I have a LOT of “word books”: dictionaries, glossaries, usage manuals, specialized lexicons, etymologies, slang, commentaries on how she is spoke… This seems to be the moment to consider that trove, that tranche of my home library, and to put it to work.
This thought arose as I was exploring my mountain of Kindle texts and happened upon
Fifteen Thousand Useful Phrases: A Practical Handbook of Pertinent Expressions, Striking Similes, Literary, Commercial, Conversational, and Oratorical Terms, for the Embellishment of Speech and Literature, and The Improvement of the Vocabulary of Those Persons Who Read, Write, and Speak English
which can be downloaded via Project Gutenberg and, in another form, via LibriVox (e.g., https://ia800208.us.archive.org/11/items/15000_useful_phrases_librivox/useful_phrases_003_kleiser_64kb.mp3 )
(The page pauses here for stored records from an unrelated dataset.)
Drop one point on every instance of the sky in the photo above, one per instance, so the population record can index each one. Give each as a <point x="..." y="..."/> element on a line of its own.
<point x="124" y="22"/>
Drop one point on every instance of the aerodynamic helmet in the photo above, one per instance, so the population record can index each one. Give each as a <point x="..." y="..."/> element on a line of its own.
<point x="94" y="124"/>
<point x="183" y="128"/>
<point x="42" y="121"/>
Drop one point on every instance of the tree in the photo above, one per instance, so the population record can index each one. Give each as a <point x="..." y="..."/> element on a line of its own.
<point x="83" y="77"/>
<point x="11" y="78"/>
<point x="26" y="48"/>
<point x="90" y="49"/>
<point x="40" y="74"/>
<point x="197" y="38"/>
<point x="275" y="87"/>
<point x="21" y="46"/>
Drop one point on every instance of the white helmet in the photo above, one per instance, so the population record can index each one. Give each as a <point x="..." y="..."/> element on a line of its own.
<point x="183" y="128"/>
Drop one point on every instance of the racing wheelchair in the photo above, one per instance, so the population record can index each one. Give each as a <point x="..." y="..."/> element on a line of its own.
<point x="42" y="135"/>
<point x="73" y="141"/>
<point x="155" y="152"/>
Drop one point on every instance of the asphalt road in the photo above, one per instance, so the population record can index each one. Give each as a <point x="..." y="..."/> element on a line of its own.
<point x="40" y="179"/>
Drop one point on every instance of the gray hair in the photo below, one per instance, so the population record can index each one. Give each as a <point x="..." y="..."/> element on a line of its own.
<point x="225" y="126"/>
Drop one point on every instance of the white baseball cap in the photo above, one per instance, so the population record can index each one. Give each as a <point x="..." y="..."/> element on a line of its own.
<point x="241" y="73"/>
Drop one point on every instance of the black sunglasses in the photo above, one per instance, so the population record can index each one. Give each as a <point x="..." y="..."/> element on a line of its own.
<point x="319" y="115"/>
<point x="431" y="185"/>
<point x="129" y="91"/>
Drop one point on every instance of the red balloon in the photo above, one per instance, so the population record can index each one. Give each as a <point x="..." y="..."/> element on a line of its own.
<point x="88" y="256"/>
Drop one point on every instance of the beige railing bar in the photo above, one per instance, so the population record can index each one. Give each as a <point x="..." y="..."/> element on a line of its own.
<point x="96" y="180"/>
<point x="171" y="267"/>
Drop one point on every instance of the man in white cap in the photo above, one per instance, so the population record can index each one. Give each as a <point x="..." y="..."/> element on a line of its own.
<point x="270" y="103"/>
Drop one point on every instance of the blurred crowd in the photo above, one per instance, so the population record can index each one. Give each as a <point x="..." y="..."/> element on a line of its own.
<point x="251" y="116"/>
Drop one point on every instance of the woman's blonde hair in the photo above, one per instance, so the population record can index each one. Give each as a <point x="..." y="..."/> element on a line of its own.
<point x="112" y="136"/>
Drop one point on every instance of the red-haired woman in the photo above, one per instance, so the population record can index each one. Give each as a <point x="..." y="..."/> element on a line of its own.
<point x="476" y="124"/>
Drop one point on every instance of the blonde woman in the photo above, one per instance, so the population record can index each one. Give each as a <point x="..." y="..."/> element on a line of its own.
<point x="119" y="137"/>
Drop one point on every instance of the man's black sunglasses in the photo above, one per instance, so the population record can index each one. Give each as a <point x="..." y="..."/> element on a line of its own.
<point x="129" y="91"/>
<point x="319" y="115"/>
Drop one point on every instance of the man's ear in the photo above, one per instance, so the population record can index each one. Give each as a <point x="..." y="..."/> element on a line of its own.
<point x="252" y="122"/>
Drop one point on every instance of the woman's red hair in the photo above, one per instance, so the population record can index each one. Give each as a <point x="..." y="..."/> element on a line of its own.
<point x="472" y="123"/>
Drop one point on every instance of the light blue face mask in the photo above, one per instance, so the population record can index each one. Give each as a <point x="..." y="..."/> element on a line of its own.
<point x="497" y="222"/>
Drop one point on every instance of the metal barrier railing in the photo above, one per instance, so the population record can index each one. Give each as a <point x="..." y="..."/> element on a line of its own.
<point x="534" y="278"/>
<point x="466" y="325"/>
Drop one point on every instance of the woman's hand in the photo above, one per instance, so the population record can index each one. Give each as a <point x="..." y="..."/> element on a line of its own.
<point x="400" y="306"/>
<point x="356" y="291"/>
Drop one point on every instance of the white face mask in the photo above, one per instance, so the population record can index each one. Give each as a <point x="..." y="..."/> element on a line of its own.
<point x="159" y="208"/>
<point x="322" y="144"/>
and there’s even a 10 hour YouTube video of a Dramatic Reading: https://youtu.be/luTcjXsFbNI
The tipping point for me was glancing at a page of Kleiser’s phrases and seeing that just about every one I looked at was somehow relevant to the Moment we find ourselves in:
…and so on
And so I found myself thinking about Boccaccio’s Decameron which, if you didn’t already know, consists of “…100 tales told by a group of seven young women and three young men sheltering in a secluded villa just outside Florence to escape the Black Death, which was afflicting the city…” in the 14th century.
…and bethought myself that there might be a Decamoron which collects dumb-ass commentary and jokes about the present straits; and a Decamiron for ironic commentary on the same; and perhaps others (Decamuron might be the tales of mice… etc.)
Anyway, I’m thinking to begin a Project to blog a dictionary-a-day (or maybe not quite so often), with a scanned page showing a particularly wonderful something from that volume, and providing some context for what each dictionary/word book is actually good for.